Там, кстати, кроме пары-тройки гитар стояли горкой и другие клавишные – я приметил немецкий «Хонер-клавинет» и даже американский синтезатор «Муг». Да, что ни говори, Walküre была «упакована» что надо! – профессионалы моего времени могли позавидовать.
– Здесь звукоизоляция превосходная – стены все метровые, – продолжал нахваливать «точку» Катковский, – можно репетировать с утра до ночи до полной усрачки – все равно никто не услышит.
Катковский уселся за барабаны, это была ударная установка Sonor, родом из Германии. Он выхватил откуда-то палочки, начав неспешно и ритмично постукивать по своей «кухне». Каждый новый брейк оказывался быстрее и изобретательнее предыдущего, они сменяли друг дружку с нарастающей скоростью, все больше и больше инструментов включалось в игру, наконец, натруженно заухала бас-бочка, и все соло завершилось непродолжительным, но эффектным крещендо на тарелках. Не больше двух минут продолжалось барабанное соло, но впечатление было ошеломляющим.

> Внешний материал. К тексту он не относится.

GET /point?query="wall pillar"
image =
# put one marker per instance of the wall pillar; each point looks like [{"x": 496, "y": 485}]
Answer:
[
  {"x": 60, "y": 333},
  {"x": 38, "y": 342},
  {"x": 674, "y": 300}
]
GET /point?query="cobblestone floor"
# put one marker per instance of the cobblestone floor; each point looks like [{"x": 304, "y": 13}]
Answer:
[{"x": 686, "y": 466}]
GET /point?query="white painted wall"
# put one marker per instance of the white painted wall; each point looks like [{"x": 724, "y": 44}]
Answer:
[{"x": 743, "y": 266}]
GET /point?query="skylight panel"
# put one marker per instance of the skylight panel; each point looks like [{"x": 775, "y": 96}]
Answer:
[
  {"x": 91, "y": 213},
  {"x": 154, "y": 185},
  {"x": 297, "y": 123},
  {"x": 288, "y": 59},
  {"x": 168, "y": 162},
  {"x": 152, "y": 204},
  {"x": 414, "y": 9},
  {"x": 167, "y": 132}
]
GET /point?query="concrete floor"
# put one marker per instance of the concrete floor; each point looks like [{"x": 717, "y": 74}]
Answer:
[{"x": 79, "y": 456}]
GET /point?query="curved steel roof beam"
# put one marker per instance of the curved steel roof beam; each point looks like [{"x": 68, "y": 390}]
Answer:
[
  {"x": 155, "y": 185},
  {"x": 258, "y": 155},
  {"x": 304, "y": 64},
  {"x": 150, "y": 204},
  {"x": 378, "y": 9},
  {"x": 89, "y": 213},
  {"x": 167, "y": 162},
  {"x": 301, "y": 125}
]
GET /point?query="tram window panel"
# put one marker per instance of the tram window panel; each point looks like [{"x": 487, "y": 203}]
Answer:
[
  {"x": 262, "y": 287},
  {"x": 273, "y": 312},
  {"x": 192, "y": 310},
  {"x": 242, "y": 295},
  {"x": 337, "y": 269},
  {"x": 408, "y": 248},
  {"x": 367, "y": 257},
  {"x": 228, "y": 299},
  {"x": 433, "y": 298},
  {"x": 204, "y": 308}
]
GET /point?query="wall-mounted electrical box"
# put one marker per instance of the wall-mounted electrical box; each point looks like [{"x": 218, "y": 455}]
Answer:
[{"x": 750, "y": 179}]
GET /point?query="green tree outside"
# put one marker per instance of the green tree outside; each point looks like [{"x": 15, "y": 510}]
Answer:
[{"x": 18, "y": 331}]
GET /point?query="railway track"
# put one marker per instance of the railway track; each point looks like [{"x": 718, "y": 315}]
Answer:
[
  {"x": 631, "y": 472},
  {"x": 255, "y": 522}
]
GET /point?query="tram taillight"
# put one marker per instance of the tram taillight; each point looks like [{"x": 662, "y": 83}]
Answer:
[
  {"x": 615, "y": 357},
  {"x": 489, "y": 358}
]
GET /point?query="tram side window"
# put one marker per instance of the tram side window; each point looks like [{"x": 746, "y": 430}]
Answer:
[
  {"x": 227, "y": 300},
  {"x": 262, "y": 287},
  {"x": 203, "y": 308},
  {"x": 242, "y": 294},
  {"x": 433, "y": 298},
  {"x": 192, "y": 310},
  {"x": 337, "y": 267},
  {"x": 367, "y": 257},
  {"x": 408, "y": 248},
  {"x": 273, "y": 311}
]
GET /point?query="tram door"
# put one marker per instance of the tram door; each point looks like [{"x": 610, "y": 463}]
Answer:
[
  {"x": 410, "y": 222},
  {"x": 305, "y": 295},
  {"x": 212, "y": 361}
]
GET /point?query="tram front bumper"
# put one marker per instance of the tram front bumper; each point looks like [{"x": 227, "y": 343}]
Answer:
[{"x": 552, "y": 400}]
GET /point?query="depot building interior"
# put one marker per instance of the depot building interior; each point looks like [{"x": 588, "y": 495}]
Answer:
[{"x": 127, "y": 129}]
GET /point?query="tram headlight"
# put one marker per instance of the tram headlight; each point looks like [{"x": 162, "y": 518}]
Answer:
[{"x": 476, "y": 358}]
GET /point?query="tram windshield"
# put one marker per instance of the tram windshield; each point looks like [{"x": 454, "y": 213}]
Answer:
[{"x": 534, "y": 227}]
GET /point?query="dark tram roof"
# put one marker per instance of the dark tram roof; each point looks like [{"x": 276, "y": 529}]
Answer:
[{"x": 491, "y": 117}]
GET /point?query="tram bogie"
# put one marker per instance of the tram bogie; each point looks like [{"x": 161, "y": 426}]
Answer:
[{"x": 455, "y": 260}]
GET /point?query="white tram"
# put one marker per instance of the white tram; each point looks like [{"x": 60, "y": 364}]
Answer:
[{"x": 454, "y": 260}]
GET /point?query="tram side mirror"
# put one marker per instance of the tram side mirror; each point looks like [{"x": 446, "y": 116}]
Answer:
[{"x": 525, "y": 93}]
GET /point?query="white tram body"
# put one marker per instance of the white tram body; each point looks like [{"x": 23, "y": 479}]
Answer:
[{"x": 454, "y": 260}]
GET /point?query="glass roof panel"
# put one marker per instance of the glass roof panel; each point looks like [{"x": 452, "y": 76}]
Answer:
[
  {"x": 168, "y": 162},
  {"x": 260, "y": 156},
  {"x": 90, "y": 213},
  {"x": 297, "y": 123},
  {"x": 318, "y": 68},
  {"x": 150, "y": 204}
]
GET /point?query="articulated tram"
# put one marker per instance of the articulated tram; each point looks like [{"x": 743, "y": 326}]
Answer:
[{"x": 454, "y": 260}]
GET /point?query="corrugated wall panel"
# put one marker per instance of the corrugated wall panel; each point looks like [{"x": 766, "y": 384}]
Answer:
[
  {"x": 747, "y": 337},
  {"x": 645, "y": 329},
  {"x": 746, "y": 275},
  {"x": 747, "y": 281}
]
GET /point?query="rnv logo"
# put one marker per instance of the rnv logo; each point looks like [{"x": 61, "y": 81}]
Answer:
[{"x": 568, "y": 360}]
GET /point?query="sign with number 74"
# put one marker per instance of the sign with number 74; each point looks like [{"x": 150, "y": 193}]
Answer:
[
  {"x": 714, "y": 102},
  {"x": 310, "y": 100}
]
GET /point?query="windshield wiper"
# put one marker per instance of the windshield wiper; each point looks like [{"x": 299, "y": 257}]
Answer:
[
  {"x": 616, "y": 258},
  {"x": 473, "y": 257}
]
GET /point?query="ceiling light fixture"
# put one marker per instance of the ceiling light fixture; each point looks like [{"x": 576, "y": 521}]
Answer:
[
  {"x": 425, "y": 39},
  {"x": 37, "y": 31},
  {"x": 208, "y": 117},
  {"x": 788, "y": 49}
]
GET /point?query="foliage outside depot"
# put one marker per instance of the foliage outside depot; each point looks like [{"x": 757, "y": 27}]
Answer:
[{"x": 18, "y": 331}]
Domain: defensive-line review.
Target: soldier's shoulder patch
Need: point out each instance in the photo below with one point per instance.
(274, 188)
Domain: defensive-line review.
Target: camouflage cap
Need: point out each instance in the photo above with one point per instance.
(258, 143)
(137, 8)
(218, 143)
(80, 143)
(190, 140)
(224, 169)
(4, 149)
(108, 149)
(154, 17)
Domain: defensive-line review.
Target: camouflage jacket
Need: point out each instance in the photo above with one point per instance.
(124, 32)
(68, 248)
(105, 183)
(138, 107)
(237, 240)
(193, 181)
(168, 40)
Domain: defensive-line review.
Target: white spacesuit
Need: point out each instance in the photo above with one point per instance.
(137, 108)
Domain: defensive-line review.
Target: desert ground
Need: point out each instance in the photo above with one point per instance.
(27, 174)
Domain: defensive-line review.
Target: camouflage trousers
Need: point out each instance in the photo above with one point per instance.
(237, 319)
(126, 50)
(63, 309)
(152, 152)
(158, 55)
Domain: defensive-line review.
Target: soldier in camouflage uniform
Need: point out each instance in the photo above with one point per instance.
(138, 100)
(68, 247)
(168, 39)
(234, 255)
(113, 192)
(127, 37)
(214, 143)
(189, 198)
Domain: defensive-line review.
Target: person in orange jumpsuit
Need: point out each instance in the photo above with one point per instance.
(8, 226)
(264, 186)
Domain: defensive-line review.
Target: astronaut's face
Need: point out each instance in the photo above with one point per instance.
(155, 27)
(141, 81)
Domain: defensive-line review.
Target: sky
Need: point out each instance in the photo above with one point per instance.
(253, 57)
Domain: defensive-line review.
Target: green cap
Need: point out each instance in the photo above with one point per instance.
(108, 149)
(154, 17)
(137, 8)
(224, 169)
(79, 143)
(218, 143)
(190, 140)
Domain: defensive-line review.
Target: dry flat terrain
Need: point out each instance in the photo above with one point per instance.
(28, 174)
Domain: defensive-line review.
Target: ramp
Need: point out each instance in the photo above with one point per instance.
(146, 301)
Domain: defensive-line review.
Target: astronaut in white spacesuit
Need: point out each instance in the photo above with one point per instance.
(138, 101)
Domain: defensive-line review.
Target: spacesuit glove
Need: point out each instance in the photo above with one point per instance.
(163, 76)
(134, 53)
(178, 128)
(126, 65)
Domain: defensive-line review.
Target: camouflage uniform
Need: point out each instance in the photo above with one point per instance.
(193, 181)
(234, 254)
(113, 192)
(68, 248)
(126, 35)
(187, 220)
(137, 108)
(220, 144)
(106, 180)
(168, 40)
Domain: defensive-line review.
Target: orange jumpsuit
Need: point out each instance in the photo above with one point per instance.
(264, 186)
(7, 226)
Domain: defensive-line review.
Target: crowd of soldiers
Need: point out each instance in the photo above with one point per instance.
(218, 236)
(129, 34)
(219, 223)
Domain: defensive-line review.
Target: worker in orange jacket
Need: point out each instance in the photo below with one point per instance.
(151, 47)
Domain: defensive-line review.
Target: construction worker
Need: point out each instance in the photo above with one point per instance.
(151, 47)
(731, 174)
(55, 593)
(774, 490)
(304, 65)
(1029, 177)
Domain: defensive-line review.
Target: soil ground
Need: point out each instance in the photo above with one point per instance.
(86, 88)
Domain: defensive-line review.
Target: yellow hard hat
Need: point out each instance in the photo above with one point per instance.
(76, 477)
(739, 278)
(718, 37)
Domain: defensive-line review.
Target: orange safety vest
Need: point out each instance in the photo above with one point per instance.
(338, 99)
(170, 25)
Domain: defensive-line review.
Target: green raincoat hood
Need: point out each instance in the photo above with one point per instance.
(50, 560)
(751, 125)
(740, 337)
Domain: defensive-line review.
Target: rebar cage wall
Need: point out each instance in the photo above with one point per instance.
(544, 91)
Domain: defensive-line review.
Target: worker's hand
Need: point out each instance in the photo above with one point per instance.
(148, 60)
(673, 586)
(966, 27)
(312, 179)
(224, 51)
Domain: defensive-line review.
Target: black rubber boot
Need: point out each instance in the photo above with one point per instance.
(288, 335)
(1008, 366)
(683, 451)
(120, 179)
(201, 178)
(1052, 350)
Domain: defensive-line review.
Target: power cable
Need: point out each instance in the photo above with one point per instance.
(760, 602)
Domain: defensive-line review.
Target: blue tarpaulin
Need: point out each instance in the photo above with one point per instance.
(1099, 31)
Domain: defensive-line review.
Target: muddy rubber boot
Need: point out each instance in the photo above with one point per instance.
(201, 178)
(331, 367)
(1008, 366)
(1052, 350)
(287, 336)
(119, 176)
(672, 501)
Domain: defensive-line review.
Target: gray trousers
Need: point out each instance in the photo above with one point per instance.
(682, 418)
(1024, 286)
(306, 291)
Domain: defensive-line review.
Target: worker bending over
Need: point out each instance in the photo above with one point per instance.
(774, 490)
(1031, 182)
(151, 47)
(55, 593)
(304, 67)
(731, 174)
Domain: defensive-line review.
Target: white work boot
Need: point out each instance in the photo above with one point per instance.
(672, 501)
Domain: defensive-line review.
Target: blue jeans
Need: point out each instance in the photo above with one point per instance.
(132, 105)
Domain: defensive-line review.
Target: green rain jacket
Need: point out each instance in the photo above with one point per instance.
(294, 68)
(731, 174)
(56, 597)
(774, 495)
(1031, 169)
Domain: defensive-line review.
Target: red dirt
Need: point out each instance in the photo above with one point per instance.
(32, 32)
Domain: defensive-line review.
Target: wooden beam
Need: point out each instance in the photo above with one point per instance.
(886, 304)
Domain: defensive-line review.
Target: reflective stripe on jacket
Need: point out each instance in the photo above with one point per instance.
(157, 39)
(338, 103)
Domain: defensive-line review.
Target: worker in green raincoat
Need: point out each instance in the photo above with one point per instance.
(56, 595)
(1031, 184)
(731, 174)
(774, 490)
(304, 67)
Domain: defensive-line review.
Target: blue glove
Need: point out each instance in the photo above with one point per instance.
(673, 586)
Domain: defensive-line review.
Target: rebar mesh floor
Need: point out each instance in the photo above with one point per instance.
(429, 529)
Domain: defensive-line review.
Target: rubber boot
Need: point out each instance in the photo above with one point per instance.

У меня в ушах еще слышались звуки меди, а Катковский уже стоял передо мной. И без барабанных палочек.
– Э-э-х, – сокрушенно выдохнул он, – не дают мне разгуляться товарищи по группе, всю дорогу твердят – тише, тише, мягче играй… считают меня чересчур громким и агрессивным барабанщиком.
Никто и никогда не учил Катковского барабанному искусству. Он был самоучкой – снимал на слух соло своих любимых музыкантов, записанных на магнитофон… Ему не было еще и пяти, когда в нем проснулся талант барабанщика: однажды ни с того ни с сего начал стучать по жестяным банкам из-под круп – за неимением деревянных палочек в ход пошли карандаши. Банки он, само собой, испортил, оставив на них вмятины, сломанные карандаши тоже пришлось выбросить. Занятие ему так понравилось, что, несмотря на взыскание от матери, он стал стучать по всей кухонной утвари – в ход шли кастрюли, сковородки, тарелки, блюдца, чашки и даже дуршлаг. Разнообразие звуков его зачаровывало… В первом классе, смирившись со странным увлечением сына, мама подарила ему малый барабан, и что тут началось! Он играл с утра до ночи, выводя из себя соседей по дому. Полной ударной установки – собственной – у него никогда не было, всегда пользовался чужими, играл где придется и с кем придется. Как правило, все «инструменты» были никуда не годными ржавыми развалюхами, но он все равно играл, оттачивая мастерство, мечтая стать профессиональным барабанщиком с уникальным стилем исполнения. Устроившись на работу в Оперу, познакомился с Конрадом, который как раз набирал состав для будущей рок-группы и искал барабанщика (у себя в консерватории подходящей кандидатуры не нашел) – вот тут фортуна и улыбнулась Катковскому.